Journal of Nursing

Nurses, Help Your Patients By Helping Yourselves


By Marla Weston and Martie Moore

Ask any nurse to explain how she consoles a patient going through a difficult diagnosis. Tell her to recap what it took to stabilize a critical patient and keep him comfortable. Ask how she recently saved a patient's life within seconds, and the stories will be endless. Nurses do all of these things masterfully, day in and day out without fail.

But ask them how they took care of themselves in order to meet the demands of their day-to-day. Are they getting enough sleep? Are they eating right? Are they exercising? Do they fully allow themselves to decompress from the emotional strains of their work? You might be shocked by what they say.

Unfortunately, an overwhelming majority of nurses do not properly care for themselves or their own well-being. When we think of the most health-conscious professions, nursing does not readily come to mind. Why is this? As a society, we're used to seeing nurses on the front lines of patient care that we don't often stop to think about the demands the profession has on those in it. It's time we make the health of nurses a priority — the health of our society depends on it.

Today's nurse faces unprecedented demands on the body, both physically and mentally, working up to 12 or more hours a day and juggling innumerable responsibilities in a single shift. Good health, however, is mandatory for a nurse to handle the demands of a profession that requires an ability to manage complex patient care in a dynamic and stressful work environment.

To the 3.4 million of you working tirelessly throughout the continuum of care, it's time to care for yourself as much as you do for your patients.
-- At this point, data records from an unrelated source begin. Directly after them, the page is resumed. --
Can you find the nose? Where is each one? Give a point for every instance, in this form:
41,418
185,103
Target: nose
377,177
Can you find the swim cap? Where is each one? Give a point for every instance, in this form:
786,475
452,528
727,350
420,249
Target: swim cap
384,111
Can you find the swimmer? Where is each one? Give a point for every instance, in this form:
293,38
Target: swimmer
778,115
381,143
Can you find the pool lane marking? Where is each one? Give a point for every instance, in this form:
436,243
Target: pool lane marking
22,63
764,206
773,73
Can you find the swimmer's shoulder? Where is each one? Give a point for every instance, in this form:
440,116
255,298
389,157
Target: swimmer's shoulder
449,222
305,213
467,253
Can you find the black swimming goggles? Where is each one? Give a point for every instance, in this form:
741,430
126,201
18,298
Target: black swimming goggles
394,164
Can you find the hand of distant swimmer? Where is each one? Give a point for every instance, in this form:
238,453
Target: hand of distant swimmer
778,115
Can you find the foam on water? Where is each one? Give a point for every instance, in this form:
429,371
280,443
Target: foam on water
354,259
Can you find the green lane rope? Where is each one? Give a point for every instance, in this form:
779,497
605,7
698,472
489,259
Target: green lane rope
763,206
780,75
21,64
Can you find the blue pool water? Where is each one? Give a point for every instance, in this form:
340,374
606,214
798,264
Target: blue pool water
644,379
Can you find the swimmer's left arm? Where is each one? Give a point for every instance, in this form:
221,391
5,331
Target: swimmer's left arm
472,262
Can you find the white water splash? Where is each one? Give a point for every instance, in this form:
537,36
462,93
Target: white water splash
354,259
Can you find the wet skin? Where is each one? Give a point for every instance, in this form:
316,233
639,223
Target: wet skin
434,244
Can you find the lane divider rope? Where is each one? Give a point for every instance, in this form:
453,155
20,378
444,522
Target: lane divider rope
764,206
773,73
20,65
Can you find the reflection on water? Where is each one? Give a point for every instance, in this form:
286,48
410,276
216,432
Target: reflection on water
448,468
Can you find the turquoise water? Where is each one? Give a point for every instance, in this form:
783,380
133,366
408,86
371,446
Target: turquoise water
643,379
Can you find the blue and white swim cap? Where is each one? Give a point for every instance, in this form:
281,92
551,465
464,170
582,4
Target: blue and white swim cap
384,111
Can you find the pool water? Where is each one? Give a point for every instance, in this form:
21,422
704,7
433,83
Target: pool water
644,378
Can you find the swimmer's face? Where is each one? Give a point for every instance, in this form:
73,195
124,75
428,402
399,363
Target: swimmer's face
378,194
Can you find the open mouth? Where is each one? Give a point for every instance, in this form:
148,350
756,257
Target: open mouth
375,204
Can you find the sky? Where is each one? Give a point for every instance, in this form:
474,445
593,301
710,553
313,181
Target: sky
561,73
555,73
Taking care of you builds your resilience and allows you to provide your best care. By caring for yourself, you are in fact, doing good by your patients.

Through the Healthy Nurse initiative, we are asking nurses to make better-for-you decisions when it comes to diet, exercise, stress management, unhealthy habits, such as smoking, and serve as a role model, advocate, and educator for all on how to be healthy.

Equally important is the support of the healthcare industry. We are asking healthcare facilities, industry influencers and medical suppliers to do their part to support the health of nurses. It's an important call to action that must no longer be overlooked.

Let's start by examining the health, safety and wellness of our nurses, and then discuss how we can all do our part right now.

Defining a ‘healthy nurse'

According to a University of Maryland School of Nursing study published in 2011, "Job Stress and Work Schedules in Relation to Nurse Obesity," about 55% of 2,103 female nurse respondents were either overweight or obese.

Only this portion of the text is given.